Andi pun mulai memasukkan rudalnya dengan perlahan, namun kali ini tanpa perlawanan berarti. Lubang Ervina terasa begitu lentur dan hangat, seolah tubuhnya sudah terbiasa dengan kehadiran Andi. "Sepertinya lubangmu sudah mengenali tuannya," ucap Andi sambil tersenyum puas, sembari terus mendorong dirinya lebih dalam.
Ervina hanya bisa menggigit bibirnya, mencoba menahan suara yang ingin keluar dari tenggorokannya. Tapi tubuhnya tidak bisa berbohong. Dia menggenggam erat lengan Andi, dan erangan kecil mulai terdengar dari bibirnya. "Ah... Andi... kau benar-benar gila," gumamnya dengan nada setengah menyalahkan namun penuh kenikmatan.
Andi terus bergerak dengan ritme yang teratur, membuat Ervina melenguh semakin keras. "Aku hanya memberikan apa yang tubuhmu minta," jawab Andi dengan nada menggoda.
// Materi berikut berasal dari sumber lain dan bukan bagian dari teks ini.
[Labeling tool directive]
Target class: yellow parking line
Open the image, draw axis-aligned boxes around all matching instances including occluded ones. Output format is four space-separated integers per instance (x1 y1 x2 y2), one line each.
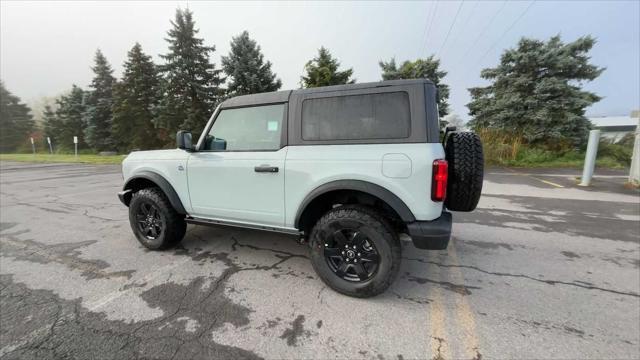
429 286 451 360
531 176 564 187
449 237 481 359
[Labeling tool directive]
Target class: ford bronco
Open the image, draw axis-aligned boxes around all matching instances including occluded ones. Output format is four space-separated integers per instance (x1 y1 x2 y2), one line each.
118 79 483 297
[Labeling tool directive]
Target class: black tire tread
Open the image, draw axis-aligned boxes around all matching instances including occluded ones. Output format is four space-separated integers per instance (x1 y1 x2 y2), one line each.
310 205 402 298
445 132 484 211
129 187 187 250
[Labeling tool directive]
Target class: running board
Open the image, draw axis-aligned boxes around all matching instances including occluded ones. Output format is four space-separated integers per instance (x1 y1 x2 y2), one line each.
184 217 302 236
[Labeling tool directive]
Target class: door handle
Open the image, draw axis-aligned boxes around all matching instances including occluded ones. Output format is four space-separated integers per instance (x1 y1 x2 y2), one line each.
253 165 278 173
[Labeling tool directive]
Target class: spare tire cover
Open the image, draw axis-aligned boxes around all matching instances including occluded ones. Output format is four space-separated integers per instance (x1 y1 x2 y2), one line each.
445 132 484 211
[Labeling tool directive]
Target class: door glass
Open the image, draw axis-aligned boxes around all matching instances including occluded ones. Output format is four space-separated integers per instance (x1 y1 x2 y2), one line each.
203 104 284 151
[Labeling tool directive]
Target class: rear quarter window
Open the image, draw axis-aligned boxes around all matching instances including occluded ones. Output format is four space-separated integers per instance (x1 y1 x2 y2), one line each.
302 91 411 141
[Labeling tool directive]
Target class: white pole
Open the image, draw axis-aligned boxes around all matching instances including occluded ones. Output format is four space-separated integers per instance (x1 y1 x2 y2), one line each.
578 130 600 186
629 119 640 185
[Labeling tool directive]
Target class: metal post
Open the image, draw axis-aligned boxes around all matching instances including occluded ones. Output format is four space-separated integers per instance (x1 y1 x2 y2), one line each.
578 130 600 186
629 119 640 185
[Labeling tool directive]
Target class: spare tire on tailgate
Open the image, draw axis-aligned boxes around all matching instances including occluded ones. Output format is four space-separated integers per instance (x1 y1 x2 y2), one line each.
444 132 484 211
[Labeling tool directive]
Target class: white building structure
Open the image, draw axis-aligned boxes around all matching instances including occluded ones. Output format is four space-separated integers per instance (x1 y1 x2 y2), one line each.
589 111 638 143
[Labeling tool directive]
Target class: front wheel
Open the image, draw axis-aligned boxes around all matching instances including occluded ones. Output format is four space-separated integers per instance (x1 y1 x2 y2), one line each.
129 188 187 250
310 205 401 298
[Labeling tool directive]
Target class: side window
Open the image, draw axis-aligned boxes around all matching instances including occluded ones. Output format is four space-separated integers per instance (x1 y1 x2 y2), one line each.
203 104 284 151
302 92 411 140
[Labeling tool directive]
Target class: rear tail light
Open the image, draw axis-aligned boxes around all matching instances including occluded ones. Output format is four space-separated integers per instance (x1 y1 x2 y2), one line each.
431 160 449 201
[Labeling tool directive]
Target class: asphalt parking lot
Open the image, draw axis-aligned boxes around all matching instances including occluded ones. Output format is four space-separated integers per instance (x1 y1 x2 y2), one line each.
0 163 640 359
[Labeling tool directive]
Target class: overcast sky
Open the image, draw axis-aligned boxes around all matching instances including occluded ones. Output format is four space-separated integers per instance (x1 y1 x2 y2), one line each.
0 1 640 119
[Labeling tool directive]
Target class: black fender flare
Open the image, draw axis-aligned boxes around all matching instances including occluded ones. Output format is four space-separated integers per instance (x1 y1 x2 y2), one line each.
294 180 416 228
122 171 187 215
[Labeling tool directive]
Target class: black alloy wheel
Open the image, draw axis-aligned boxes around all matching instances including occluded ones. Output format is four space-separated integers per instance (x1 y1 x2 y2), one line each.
309 204 400 298
324 229 380 281
129 188 187 250
136 201 166 240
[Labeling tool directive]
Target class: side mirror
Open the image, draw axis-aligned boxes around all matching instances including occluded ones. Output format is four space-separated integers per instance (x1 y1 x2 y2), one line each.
212 138 227 150
176 130 194 152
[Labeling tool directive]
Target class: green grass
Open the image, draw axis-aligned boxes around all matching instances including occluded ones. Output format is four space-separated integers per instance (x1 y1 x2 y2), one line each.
0 154 126 164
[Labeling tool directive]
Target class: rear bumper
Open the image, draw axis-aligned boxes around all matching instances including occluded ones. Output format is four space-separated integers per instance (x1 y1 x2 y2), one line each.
118 190 133 206
407 211 452 250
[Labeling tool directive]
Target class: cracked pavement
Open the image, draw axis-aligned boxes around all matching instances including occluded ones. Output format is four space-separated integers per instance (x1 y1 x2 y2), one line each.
0 162 640 359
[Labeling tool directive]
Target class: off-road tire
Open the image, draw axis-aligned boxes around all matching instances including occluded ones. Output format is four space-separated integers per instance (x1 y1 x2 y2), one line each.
129 188 187 250
309 205 401 298
445 132 484 211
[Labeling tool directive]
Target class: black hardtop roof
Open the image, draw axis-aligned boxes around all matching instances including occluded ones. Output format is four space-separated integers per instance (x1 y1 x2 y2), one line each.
220 79 433 108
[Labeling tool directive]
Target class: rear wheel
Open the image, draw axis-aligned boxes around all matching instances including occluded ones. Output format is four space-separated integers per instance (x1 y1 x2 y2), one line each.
129 188 187 250
310 205 400 297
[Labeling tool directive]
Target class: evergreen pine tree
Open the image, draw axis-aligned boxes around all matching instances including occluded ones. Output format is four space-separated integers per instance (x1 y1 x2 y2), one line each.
222 31 282 96
158 9 224 136
42 104 61 141
0 81 35 152
378 55 449 118
50 85 88 150
467 36 604 147
85 49 116 151
300 47 356 88
112 43 160 152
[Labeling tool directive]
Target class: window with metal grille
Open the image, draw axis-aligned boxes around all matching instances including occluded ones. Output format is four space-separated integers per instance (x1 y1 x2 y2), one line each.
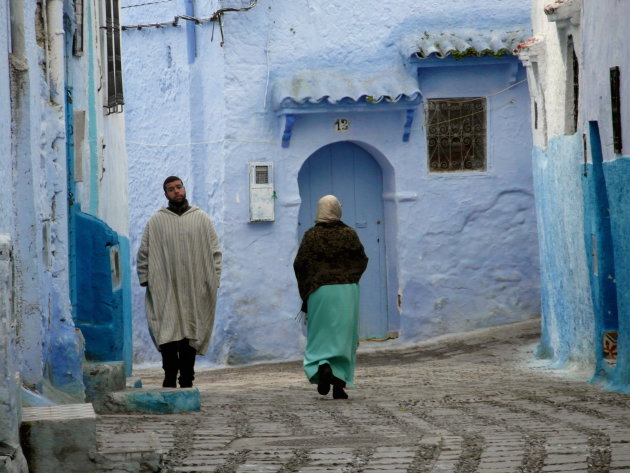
256 166 269 184
426 97 486 172
102 0 125 114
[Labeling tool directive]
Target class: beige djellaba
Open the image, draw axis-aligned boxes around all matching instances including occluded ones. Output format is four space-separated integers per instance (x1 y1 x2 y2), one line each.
138 206 222 355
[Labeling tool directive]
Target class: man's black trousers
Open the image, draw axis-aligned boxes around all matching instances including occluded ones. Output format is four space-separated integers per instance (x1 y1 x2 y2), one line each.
160 338 197 388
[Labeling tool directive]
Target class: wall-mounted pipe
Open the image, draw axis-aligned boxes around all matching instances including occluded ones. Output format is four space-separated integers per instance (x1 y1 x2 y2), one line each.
46 0 65 105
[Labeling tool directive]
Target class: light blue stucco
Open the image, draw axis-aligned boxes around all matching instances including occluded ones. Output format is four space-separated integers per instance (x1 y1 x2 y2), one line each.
604 157 630 392
519 0 630 391
121 0 539 363
533 135 595 366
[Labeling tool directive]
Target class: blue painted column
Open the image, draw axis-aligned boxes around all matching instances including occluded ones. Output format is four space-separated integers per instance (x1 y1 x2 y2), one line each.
603 157 630 392
582 122 618 379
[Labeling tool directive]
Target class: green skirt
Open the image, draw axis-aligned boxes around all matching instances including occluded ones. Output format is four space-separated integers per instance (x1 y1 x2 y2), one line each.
304 284 359 386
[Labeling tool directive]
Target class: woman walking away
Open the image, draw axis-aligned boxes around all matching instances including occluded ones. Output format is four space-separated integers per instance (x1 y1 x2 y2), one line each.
293 195 368 399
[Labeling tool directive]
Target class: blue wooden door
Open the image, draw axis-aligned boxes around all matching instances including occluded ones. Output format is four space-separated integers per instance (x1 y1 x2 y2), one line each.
298 142 388 340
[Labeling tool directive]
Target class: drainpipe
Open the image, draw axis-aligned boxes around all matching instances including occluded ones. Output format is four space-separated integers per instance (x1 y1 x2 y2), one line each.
46 0 65 105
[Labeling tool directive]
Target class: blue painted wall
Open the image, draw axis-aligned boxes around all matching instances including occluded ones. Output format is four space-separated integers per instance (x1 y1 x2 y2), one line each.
582 122 619 379
533 134 595 366
75 212 124 361
121 0 544 363
604 157 630 392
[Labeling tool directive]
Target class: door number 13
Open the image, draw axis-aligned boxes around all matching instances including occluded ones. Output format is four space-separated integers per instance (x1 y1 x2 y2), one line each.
335 118 350 133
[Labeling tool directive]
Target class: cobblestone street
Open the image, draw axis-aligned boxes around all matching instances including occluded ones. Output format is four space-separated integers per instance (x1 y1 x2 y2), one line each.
98 321 630 473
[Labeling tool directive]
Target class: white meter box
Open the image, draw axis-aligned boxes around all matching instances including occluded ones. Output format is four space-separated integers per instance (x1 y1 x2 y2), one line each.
249 162 276 222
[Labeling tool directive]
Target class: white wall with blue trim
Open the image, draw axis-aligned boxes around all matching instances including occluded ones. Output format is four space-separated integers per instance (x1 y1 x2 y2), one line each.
520 0 630 391
121 0 540 363
0 0 131 458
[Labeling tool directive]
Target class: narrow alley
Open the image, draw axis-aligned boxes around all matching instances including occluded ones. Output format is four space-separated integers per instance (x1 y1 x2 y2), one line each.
98 320 630 473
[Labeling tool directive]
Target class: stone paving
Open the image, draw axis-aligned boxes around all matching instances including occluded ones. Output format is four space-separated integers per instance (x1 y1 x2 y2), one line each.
97 321 630 473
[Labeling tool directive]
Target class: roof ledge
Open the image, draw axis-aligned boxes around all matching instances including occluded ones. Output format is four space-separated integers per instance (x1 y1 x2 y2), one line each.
544 0 582 25
514 36 545 61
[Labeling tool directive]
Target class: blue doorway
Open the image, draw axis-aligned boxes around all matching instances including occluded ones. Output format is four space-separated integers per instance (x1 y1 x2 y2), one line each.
298 142 388 340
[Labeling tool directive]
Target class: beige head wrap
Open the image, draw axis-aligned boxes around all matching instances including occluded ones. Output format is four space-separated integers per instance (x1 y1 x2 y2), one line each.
315 195 341 223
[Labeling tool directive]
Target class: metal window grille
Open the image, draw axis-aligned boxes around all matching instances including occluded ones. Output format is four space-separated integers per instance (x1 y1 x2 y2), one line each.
104 0 125 114
426 97 486 172
256 166 269 184
610 66 622 154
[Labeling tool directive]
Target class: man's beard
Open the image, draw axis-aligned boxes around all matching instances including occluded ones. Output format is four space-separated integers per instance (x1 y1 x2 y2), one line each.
168 197 188 208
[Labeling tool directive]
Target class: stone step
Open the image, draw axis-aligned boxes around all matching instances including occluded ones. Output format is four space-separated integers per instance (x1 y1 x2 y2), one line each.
93 431 165 473
20 404 97 473
92 388 201 414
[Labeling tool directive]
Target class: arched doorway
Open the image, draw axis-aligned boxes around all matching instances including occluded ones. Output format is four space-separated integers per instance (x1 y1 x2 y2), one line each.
298 142 388 340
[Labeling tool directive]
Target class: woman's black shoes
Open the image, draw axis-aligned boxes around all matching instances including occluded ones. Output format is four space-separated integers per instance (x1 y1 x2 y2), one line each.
333 384 348 399
317 363 332 396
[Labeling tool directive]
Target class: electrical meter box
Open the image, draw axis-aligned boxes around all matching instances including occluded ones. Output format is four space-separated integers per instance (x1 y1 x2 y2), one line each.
249 162 276 222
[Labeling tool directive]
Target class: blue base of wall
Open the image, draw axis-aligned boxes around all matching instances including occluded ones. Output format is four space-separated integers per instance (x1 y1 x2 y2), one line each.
604 157 630 392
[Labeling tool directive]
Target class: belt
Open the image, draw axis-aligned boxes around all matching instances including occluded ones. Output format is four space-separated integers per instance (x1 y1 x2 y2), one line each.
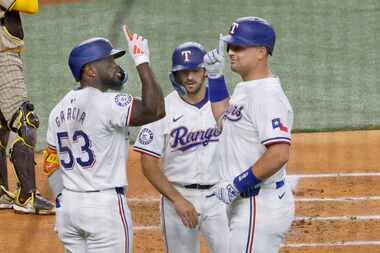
183 184 214 190
65 187 124 195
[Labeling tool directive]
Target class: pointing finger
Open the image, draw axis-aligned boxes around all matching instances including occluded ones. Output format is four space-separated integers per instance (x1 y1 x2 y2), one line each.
123 25 133 40
218 33 224 55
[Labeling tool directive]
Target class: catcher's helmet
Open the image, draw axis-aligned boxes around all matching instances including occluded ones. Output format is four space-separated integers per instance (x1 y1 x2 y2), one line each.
223 17 276 55
169 41 206 96
69 37 127 82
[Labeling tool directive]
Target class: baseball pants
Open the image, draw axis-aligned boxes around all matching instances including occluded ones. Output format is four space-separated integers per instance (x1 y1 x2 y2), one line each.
56 189 133 253
227 181 294 253
161 187 229 253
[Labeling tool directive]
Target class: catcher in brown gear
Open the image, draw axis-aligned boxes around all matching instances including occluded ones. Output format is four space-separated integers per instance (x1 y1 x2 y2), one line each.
0 0 55 214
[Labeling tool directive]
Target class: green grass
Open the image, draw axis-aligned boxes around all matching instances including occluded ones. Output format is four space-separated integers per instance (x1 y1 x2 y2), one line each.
18 0 380 148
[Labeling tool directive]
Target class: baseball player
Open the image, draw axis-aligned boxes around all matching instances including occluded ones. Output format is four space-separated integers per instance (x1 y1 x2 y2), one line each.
45 26 165 253
0 0 55 214
134 42 228 253
204 17 294 253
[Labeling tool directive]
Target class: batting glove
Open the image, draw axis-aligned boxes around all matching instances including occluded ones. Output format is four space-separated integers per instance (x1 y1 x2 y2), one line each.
213 181 240 205
203 34 224 79
123 25 149 66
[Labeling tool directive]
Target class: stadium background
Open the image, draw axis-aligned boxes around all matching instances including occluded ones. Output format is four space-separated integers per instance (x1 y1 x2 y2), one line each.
0 0 380 253
23 0 380 149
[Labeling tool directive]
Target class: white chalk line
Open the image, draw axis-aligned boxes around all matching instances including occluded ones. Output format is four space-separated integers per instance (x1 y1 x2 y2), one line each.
128 196 380 203
133 215 380 230
281 241 380 248
128 172 380 248
288 172 380 178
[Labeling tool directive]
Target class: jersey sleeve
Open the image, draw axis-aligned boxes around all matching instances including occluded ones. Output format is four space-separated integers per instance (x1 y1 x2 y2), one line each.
103 93 133 128
251 95 293 146
133 117 166 158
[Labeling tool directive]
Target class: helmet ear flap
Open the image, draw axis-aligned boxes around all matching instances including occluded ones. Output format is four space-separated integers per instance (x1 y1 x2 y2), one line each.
169 72 187 97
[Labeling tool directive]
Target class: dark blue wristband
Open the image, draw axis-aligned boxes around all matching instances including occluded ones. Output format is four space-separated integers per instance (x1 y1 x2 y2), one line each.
234 167 261 193
208 75 230 102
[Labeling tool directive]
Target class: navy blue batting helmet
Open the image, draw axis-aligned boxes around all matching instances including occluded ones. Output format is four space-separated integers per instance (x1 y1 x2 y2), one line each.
169 41 206 96
69 37 127 82
223 17 276 55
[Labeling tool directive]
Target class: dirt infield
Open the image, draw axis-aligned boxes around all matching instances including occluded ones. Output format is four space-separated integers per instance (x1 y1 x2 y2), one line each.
0 131 380 253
Tangannya yang bebas mulai menjelajahi tubuh Ervina, meremas payudaranya dengan penuh nafsu. "Lihat dirimu sekarang. Kau bahkan tidak bisa menyembunyikan betapa kau menikmatinya."
Ervina hanya bisa memejamkan matanya, membiarkan tubuhnya tenggelam dalam kenikmatan yang diberikan Andi. "Kau... kau benar. Aku tidak bisa menahannya," ucapnya lirih, di antara napasnya yang tersengal. Dia tahu dia sudah sepenuhnya takluk pada pria itu.